Department of Quantitative and Computational Biology, University of Southern California, Los Angeles, CA 90089, USA.
Bioinformatics. 2022 May 26;38(11):2973-2979. doi: 10.1093/bioinformatics/btac295.
Metagenomic binning aims to retrieve microbial genomes directly from ecosystems by clustering metagenomic contigs assembled from short reads into draft genomic bins. Traditional shotgun-based binning methods depend on the contigs' composition and abundance profiles and are impaired by the paucity of enough samples to construct reliable co-abundance profiles. When applied to a single sample, shotgun-based binning methods struggle to distinguish closely related species only using composition information. As an alternative binning approach, Hi-C-based binning employs metagenomic Hi-C technique to measure the proximity contacts between metagenomic fragments. However, spurious inter-species Hi-C contacts inevitably generated by incorrect ligations of DNA fragments between species link the contigs from varying genomes, weakening the purity of final draft genomic bins. Therefore, it is imperative to develop a binning pipeline to overcome the shortcomings of both types of binning methods on a single sample.

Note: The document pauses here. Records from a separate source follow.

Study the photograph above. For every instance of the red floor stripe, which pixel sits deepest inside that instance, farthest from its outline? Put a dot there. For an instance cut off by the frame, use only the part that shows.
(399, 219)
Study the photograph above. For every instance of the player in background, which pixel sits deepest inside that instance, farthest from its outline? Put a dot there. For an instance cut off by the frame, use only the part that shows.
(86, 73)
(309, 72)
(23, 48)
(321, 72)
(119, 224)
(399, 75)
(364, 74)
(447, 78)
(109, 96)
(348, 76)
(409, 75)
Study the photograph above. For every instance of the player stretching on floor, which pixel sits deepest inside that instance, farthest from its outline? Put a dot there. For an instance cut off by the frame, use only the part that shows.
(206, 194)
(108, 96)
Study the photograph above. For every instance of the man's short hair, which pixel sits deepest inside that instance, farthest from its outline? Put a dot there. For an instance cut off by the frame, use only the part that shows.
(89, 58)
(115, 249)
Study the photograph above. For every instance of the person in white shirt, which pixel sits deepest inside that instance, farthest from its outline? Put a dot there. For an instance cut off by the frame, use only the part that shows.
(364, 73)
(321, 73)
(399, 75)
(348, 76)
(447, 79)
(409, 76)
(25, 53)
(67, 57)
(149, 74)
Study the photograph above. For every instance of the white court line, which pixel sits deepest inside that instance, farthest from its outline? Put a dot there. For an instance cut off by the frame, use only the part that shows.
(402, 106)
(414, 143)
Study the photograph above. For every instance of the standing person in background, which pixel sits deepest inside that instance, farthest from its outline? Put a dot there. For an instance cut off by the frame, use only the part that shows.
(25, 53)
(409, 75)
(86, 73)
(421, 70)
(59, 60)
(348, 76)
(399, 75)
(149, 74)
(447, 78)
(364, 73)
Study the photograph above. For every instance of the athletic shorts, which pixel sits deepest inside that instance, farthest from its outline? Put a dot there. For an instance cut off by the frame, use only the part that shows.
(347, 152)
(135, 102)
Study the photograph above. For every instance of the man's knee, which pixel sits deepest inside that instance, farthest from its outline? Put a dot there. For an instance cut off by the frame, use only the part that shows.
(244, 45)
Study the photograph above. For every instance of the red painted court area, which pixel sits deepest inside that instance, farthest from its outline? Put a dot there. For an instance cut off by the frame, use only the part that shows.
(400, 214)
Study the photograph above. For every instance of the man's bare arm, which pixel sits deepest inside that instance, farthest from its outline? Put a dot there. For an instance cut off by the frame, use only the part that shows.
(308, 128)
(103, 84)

We develop HiFine, a novel binning pipeline to refine the binning results of metagenomic contigs by integrating both Hi-C-based and shotgun-based binning tools. HiFine designs a strategy of fragmentation for the original bin sets derived from the Hi-C-based and shotgun-based binning methods, which considerably increases the purity of initial bins, followed by merging fragmented bins and recruiting unbinned contigs. We demonstrate that HiFine significantly improves the existing binning results of both types of binning methods and achieves better performance in constructing species genomes on publicly available datasets. To the best of our knowledge, HiFine is the first pipeline to integrate different types of tools for the binning of metagenomic contigs.

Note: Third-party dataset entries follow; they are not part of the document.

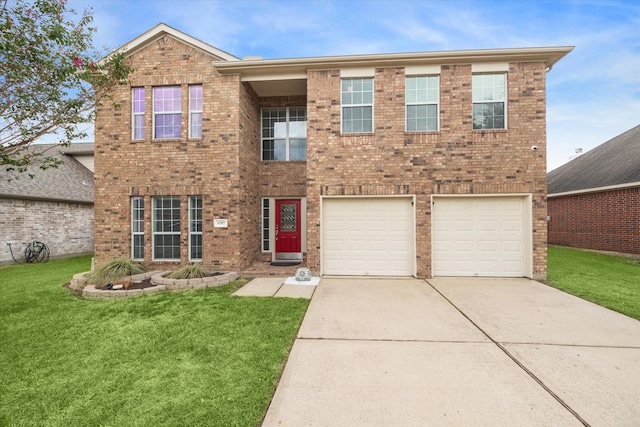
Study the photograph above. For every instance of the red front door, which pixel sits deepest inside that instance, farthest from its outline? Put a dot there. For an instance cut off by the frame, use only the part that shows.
(288, 226)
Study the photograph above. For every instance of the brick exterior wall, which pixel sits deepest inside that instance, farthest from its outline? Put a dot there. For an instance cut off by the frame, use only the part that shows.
(607, 220)
(207, 166)
(456, 160)
(66, 228)
(224, 165)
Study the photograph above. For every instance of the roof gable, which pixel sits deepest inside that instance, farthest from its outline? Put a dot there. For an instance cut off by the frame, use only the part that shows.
(69, 182)
(616, 162)
(162, 30)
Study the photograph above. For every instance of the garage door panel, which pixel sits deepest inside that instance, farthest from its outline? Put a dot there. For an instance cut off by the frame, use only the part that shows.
(478, 236)
(368, 236)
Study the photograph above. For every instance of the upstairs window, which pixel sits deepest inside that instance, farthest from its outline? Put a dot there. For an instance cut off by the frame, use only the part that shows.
(137, 121)
(195, 111)
(167, 117)
(284, 133)
(422, 95)
(357, 105)
(489, 101)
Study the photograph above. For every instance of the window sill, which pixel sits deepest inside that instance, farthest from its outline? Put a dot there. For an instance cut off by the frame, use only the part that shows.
(283, 161)
(168, 140)
(422, 132)
(491, 130)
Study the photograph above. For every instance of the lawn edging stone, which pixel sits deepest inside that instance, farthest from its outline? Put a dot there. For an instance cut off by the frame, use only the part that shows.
(158, 279)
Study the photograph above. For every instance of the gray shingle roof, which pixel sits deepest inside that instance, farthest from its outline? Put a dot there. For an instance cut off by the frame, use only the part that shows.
(69, 182)
(615, 162)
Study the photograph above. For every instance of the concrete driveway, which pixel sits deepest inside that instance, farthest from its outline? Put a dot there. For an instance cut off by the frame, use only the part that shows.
(409, 352)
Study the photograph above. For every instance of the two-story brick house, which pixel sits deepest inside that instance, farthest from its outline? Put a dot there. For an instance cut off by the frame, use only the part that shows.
(425, 164)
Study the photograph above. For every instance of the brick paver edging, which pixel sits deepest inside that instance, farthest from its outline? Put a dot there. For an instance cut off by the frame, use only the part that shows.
(157, 278)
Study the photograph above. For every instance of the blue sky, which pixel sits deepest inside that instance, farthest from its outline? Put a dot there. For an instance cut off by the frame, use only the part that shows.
(593, 94)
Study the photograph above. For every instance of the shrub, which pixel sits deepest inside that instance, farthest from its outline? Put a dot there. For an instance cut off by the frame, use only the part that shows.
(113, 270)
(188, 271)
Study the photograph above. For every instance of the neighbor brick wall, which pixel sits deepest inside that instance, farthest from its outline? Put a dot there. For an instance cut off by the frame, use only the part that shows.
(207, 166)
(455, 160)
(66, 228)
(607, 220)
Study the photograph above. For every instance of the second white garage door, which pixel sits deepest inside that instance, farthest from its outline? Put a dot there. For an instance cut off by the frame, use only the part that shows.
(368, 236)
(480, 236)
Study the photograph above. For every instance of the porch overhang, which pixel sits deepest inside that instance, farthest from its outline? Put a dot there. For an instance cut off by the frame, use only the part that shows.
(285, 77)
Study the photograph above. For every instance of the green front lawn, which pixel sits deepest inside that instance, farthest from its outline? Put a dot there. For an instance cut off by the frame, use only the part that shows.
(608, 280)
(170, 359)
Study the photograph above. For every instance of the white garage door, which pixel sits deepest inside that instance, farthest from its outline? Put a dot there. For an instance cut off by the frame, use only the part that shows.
(368, 236)
(479, 236)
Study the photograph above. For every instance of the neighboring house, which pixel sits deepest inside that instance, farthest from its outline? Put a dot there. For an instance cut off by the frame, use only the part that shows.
(594, 200)
(55, 206)
(406, 164)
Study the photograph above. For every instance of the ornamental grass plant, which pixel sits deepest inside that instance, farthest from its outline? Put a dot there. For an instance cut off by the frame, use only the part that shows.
(112, 271)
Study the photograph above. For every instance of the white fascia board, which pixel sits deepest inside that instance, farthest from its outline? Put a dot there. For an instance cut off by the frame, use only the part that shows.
(275, 76)
(357, 72)
(548, 55)
(595, 189)
(161, 29)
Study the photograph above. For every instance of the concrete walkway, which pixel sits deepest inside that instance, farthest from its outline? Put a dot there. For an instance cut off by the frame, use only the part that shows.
(408, 352)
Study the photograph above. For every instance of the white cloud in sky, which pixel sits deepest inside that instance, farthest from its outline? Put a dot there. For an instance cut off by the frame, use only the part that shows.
(593, 93)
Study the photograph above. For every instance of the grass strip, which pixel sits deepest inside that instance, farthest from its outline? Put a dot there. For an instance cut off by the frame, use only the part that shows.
(197, 357)
(608, 280)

HiFine is available at https://github.com/dyxstat/HiFine.
Supplementary data are available at Bioinformatics online.
宏基因组 bin 分法旨在通过将组装自短读长的宏基因组 contigs 聚类为基因组草案 bin 来直接从生态系统中检索微生物基因组。传统的基于 shotgun 的 bin 分法依赖于 contigs 的组成和丰度分布,并且由于缺乏足够的样本构建可靠的共丰度分布而受到影响。当应用于单个样本时,基于 shotgun 的 bin 分法仅使用组成信息难以区分密切相关的物种。作为替代 bin 分法,Hi-C 基于 bin 分法使用宏基因组 Hi-C 技术来测量宏基因组片段之间的接近接触。然而,由于物种间 DNA 片段的不正确连接不可避免地产生了虚假的种间 Hi-C 接触,从而将来自不同基因组的 contigs 联系起来,削弱了最终草案基因组 bin 的纯度。因此,有必要开发一个 bin 分法流程,以克服单个样本中这两种 bin 分法的缺点。

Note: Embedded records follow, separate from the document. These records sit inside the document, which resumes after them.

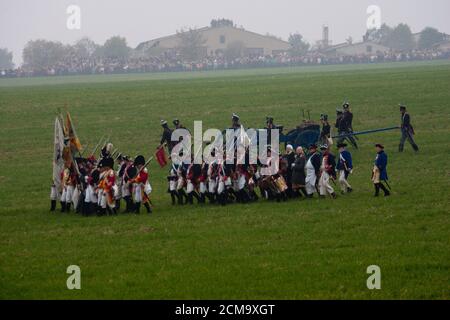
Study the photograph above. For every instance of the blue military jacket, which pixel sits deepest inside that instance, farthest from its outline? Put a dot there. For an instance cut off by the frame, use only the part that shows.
(345, 161)
(381, 163)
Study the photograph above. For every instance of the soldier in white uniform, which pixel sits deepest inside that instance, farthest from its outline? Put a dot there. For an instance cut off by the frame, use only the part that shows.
(312, 171)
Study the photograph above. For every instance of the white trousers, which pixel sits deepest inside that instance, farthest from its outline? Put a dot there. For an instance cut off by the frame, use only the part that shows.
(310, 182)
(54, 194)
(343, 181)
(137, 192)
(91, 196)
(324, 184)
(67, 194)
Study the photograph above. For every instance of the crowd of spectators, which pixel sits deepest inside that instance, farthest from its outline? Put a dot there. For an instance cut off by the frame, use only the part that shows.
(170, 62)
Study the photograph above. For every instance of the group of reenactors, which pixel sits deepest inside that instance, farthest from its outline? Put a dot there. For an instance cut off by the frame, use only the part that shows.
(301, 172)
(93, 187)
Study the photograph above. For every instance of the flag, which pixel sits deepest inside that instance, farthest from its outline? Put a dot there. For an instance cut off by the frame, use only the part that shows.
(58, 149)
(161, 157)
(75, 145)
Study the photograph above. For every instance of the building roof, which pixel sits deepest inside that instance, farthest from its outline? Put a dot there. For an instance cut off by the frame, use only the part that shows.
(151, 43)
(349, 45)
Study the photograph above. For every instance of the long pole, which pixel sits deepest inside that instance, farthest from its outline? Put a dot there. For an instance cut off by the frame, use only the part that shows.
(364, 132)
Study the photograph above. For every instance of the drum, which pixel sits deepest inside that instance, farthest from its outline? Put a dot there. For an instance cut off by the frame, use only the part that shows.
(281, 185)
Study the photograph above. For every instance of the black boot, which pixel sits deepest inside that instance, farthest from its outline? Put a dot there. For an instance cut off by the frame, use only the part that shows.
(189, 198)
(53, 205)
(385, 190)
(195, 195)
(147, 207)
(137, 208)
(377, 189)
(173, 197)
(182, 197)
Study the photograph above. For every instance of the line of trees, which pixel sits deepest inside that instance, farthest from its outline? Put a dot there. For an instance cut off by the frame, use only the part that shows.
(401, 38)
(42, 54)
(6, 59)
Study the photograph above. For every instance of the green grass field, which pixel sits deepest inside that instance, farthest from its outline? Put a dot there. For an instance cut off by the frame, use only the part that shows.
(296, 250)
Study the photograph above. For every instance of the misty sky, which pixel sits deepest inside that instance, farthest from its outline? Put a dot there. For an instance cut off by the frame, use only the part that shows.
(141, 20)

我们开发了 HiFine,这是一种新颖的 bin 分法流程,通过整合基于 Hi-C 和 shotgun 的 bin 分法工具来改进宏基因组 contigs 的 bin 分结果。HiFine 为基于 Hi-C 和 shotgun 的 bin 分法获得的原始 bin 集设计了一种碎片化策略,这极大地提高了初始 bin 的纯度,然后合并碎片化 bin 并招募未 bin 的 contigs。我们证明,HiFine 显著改善了这两种 bin 分法的现有 bin 分结果,并在构建公共可用数据集上的物种基因组方面取得了更好的性能。据我们所知,HiFine 是第一个集成不同类型工具用于宏基因组 contigs bin 分的流程。
HiFine 可在 https://github.com/dyxstat/HiFine 上获得。
补充数据可在生物信息学在线获得。